### Configuration

In [1]:
import os
import numpy as np
import pandas as pd

import tphate # requires Python 3.7 - 3.9

import utils__config

In [2]:
os.chdir(utils__config.working_directory)
os.getcwd()

'G:\\My Drive\\Residency\\Research\\Lab - Damisah\\Project - Sleep\\Revisions'

### Parameters

In [3]:
# hypno_path = 'Data/S01_Feb02_epochs_10s_hypno.csv'
# spikes_path = 'Data/S01_Feb02_epochs_10s_spikes.csv'
# swa_path = 'Data/S01_Feb02_epochs_10s_swa.csv'
# response_path = 'Data/S01_Feb02_unit_response.csv'
# chan_path = 'Data/S01_electrodes.csv'
# recording_label = 'S01_Feb02'
# output_path = 'Cache/S01_Feb02_model_stack_10s.csv'

hypno_path = 'Data/S05_Jul11_epochs_10s_hypno.csv'
spikes_path = 'Data/S05_Jul11_epochs_10s_spikes.csv'
swa_path = 'Data/S05_Jul11_epochs_10s_swa.csv'
response_path = 'Data/S05_Jul11_unit_response.csv'
chan_path = 'Data/S05_electrodes.csv'
recording_label = 'S05_Jul11'
output_path = 'Cache/S05_Jul11_model_stack_10s.csv'

# hypno_path = 'Data/S05_Jul12_epochs_10s_hypno.csv'
# spikes_path = 'Data/S05_Jul12_epochs_10s_spikes.csv'
# swa_path = 'Data/S05_Jul12_epochs_10s_swa.csv'
# response_path = 'Data/S05_Jul12_unit_response.csv'
# chan_path = 'Data/S05_electrodes.csv'
# recording_label = 'S05_Jul12'
# output_path = 'Cache/S05_Jul12_model_stack_10s.csv'

# hypno_path = 'Data/S05_Jul13_epochs_10s_hypno.csv'
# spikes_path = 'Data/S05_Jul13_epochs_10s_spikes.csv'
# swa_path = 'Data/S05_Jul13_epochs_10s_swa.csv'
# response_path = 'Data/S05_Jul13_unit_response.csv'
# chan_path = 'Data/S05_electrodes.csv'
# recording_label = 'S05_Jul13'
# output_path = 'Cache/S05_Jul13_model_stack_10s.csv'

In [4]:
window_size = 3
tphate_dims = 2
tphate_cores = 6
np.random.seed(42) # reproducibility for T-PHATE

### Munging

In [5]:
hypno_epochs = pd.read_csv(hypno_path)
spike_epochs = pd.read_csv(spikes_path)
swa_epochs = pd.read_csv(swa_path)
response = pd.read_csv(response_path)
channels = pd.read_csv(chan_path)

In [6]:
# Hypnogram dictionary: 
# (-2) = Unassigned
# (-1) = Artifact
# (0) = Awake
# (1) = N1
# (2) = N2
# (3) = N3
# (4) = REM

# Extract and group sleep stages
hypno_epochs['NREM'] = np.where(hypno_epochs['stage'].isin([2, 3]), 1, 0)
hypno_epochs['WREM'] = np.where(hypno_epochs['stage'].isin([0, 1, 4]), 1, 0)
hypno_epochs = hypno_epochs.drop(columns=['stage'])

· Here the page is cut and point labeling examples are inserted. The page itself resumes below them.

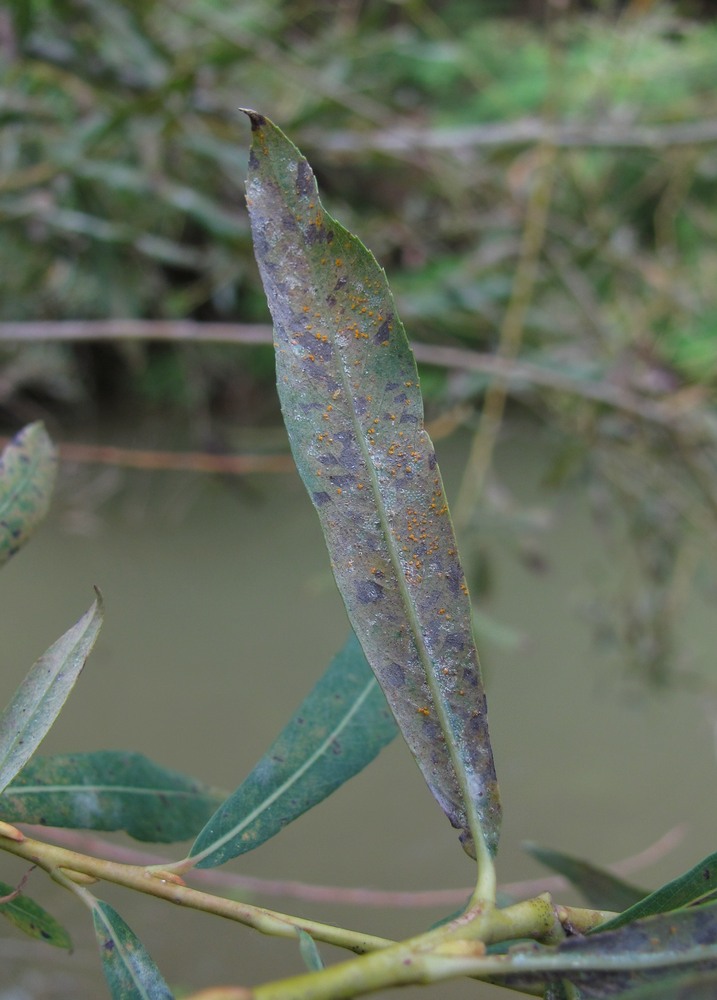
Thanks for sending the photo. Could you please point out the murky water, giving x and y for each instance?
(221, 613)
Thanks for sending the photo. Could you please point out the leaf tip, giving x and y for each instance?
(257, 120)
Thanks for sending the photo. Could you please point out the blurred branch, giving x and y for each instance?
(91, 844)
(525, 131)
(480, 457)
(171, 461)
(665, 410)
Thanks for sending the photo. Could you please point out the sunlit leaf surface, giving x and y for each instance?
(130, 972)
(27, 476)
(109, 790)
(29, 917)
(39, 699)
(337, 731)
(601, 889)
(352, 405)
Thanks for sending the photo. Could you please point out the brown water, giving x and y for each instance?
(221, 614)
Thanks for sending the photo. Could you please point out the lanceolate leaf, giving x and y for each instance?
(696, 883)
(337, 731)
(30, 917)
(27, 476)
(37, 702)
(601, 889)
(109, 790)
(353, 410)
(130, 972)
(612, 963)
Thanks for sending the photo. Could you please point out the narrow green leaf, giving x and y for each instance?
(130, 972)
(29, 917)
(27, 475)
(37, 702)
(309, 952)
(601, 889)
(698, 882)
(110, 790)
(609, 964)
(349, 392)
(338, 729)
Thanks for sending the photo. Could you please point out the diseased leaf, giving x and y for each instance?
(110, 790)
(29, 917)
(601, 889)
(27, 475)
(694, 884)
(130, 972)
(611, 963)
(351, 402)
(37, 702)
(336, 732)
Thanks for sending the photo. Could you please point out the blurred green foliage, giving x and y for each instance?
(122, 160)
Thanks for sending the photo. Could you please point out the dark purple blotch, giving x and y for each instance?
(395, 675)
(368, 591)
(383, 332)
(304, 180)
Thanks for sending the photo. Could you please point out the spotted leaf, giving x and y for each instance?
(352, 405)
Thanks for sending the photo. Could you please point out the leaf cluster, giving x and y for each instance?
(352, 407)
(426, 125)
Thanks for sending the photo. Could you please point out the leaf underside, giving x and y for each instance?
(29, 917)
(679, 946)
(37, 702)
(130, 972)
(109, 790)
(27, 476)
(338, 729)
(351, 402)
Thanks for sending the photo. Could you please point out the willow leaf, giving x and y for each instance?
(601, 889)
(130, 972)
(37, 702)
(699, 881)
(338, 729)
(110, 790)
(27, 475)
(352, 405)
(611, 964)
(29, 917)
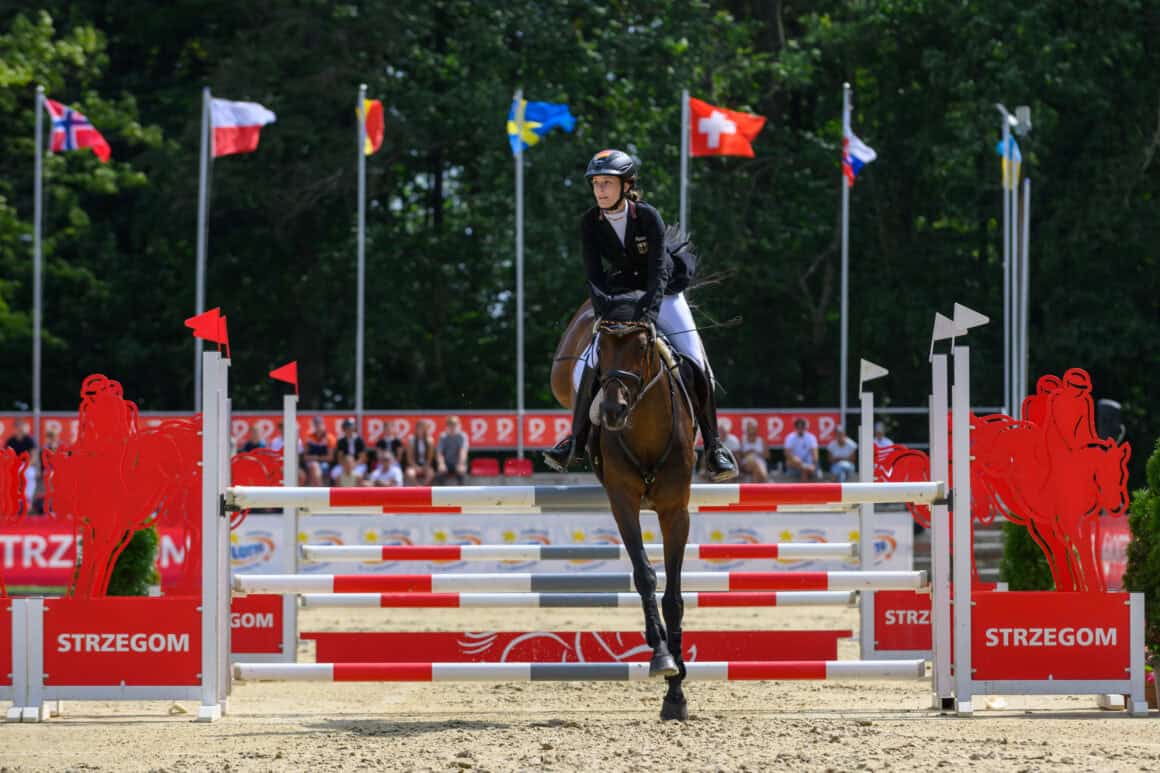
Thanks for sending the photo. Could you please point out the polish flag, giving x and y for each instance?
(237, 125)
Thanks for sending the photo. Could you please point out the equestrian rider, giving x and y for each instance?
(625, 250)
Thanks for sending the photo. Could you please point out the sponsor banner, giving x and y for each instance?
(893, 540)
(901, 621)
(486, 430)
(122, 641)
(1034, 636)
(1114, 536)
(570, 647)
(5, 643)
(255, 623)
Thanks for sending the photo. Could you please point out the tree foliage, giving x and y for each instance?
(925, 217)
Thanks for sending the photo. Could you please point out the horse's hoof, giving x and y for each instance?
(674, 709)
(662, 665)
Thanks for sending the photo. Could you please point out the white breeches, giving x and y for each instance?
(674, 322)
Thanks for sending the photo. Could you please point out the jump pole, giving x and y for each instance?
(574, 583)
(368, 553)
(573, 600)
(708, 671)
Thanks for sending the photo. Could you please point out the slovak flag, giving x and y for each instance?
(71, 130)
(717, 131)
(237, 125)
(855, 152)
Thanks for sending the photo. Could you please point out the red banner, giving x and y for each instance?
(486, 430)
(568, 647)
(1032, 636)
(901, 621)
(255, 625)
(132, 641)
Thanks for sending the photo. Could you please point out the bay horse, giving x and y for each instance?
(642, 449)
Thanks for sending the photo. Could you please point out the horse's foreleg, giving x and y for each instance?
(645, 580)
(674, 527)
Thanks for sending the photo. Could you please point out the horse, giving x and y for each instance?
(642, 449)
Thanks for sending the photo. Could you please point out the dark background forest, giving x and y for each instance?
(926, 217)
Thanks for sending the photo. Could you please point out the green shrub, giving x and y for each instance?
(136, 566)
(1023, 565)
(1143, 572)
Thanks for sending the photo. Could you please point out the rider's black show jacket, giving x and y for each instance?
(640, 264)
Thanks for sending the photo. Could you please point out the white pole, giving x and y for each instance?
(37, 264)
(867, 527)
(961, 472)
(203, 173)
(519, 276)
(843, 348)
(1007, 275)
(361, 304)
(684, 163)
(940, 540)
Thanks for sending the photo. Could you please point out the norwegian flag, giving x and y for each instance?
(71, 130)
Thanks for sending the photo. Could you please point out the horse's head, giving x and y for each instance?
(628, 351)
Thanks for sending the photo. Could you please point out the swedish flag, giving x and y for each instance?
(530, 121)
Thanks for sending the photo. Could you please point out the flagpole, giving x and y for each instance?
(843, 347)
(361, 304)
(1007, 277)
(684, 163)
(203, 167)
(519, 275)
(37, 261)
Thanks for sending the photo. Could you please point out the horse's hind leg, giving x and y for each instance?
(674, 525)
(628, 520)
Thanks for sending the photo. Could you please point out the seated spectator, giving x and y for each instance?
(879, 435)
(451, 453)
(802, 453)
(253, 440)
(419, 463)
(388, 474)
(318, 446)
(843, 456)
(347, 476)
(753, 453)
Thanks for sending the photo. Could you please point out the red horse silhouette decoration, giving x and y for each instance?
(1050, 472)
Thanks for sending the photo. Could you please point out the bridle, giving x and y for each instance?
(643, 382)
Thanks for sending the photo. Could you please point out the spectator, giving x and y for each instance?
(419, 468)
(390, 441)
(753, 453)
(347, 476)
(843, 455)
(253, 441)
(879, 435)
(802, 453)
(389, 472)
(21, 440)
(317, 448)
(451, 453)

# Format SWA and Channel Info
swa_epochs['epoch'] = swa_epochs['epoch'].astype('int64')
swa_epochs = swa_epochs[['epoch', 'channel', 'zlog_power', 'sw_ratio']]
swa_epochs.columns = ['epoch', 'channel', 'power', 'sw']

channels = channels[channels.type == 'macro']
channels = channels[['elec_label', 'hemisphere', 'roi_3', 'lobe_1']]
channels.columns = ['channel', 'laterality', 'region', 'lobe']

# Merge SWA + Channel Info, then calculate global SWA power
swa_epochs = swa_epochs.merge(channels, on='channel', how='inner')
regional_swa_epochs = swa_epochs.groupby(['epoch', 'laterality', 'lobe'])[['power', 'sw']].mean().reset_index()
global_swa_epochs = regional_swa_epochs.groupby(['epoch'])[['power', 'sw']].mean().reset_index()

# Format unit response type
response = response[['unit', 'response_type']]
response.columns = ['unit_id', 'response']
response['response'] = response['response'].fillna("None")

# Merge spikes with response and generate subsets
spikeponse = spike_epochs.merge(response, on='unit_id', how='inner')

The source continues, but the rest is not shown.